Publication year - 2017
Publication title -
paleoceanography
Language(s) - English
Resource type - Journals
eISSN - 1944-9186
pISSN - 0883-8305
DOI - 10.1002/2017pa003178
Subject(s) - coral , geology , transect , oceanography , aragonite , calcite , reproducibility , barium , biogeochemical cycle , scleractinia , mineralogy , environmental chemistry , chemistry , cnidaria , chromatography , inorganic chemistry
Trace elemental ratios preserved in the calcitic skeleton of bamboo corals have been shown to serve as archives of past ocean conditions. The concentration of dissolved barium (Ba SW ), a bioactive nutrientlike element, is linked to biogeochemical processes such as the cycling and export of nutrients. Recent work has calibrated bamboo coral Ba/Ca, a new Ba SW proxy, using corals spanning the oxygen minimum zone beneath the California Current System. However, it was previously unclear whether Ba/Ca coral records were internally reproducible. Here we investigate the accuracy of using laser ablation inductively coupled plasma mass spectrometry for Ba/Ca coral analyses and test the internal reproducibility of Ba/Ca among replicate radial transects in the calcite of nine bamboo corals collected from the Gulf of Alaska (643–720 m) and the California margin (870–2054 m). Data from replicate Ba/Ca transects were aligned using visible growth bands to account for nonconcentric growth; smoothed data were reproducible within ~4% for eight corals ( n  = 3 radii/coral). This intracoral reproducibility further validates using bamboo coral Ba/Ca for Ba SW reconstructions.
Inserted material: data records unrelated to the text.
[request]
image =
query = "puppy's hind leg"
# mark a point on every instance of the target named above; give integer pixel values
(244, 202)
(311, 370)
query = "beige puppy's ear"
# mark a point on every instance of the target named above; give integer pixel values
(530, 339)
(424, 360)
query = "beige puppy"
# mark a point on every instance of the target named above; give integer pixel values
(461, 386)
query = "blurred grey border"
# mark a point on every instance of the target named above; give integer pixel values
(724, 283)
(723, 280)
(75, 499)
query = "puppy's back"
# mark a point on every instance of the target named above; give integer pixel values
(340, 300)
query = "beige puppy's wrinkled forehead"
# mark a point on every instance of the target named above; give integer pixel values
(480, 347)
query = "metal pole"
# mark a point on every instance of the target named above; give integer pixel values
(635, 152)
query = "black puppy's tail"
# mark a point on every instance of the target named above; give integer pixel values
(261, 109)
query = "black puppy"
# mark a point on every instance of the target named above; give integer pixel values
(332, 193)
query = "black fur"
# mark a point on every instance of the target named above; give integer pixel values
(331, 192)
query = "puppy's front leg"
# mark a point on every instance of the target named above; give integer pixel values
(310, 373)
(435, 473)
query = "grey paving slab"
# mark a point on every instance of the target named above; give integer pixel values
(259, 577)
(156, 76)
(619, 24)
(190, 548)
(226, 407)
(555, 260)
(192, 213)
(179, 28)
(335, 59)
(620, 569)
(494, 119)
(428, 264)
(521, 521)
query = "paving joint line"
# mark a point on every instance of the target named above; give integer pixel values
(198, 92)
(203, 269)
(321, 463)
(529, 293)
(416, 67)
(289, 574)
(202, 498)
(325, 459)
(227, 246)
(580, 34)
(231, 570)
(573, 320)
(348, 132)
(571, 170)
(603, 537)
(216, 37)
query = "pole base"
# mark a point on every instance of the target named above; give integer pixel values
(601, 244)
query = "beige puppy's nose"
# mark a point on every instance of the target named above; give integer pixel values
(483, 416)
Sections of the Ba/Ca records that were potentially influenced by noncarbonate bound Ba phases occurred in regions where elevated Mg/Ca or Pb/Ca and coincided with anomalous regions on photomicrographs. After removing these regions of the records, increased Ba/Ca coral variability was evident in corals between ~800 and 1500 m. These findings support additional proxy validation to understand Ba SW variability on interannual timescales, which could lead to new insights into deep sea biogeochemistry over the past several centuries.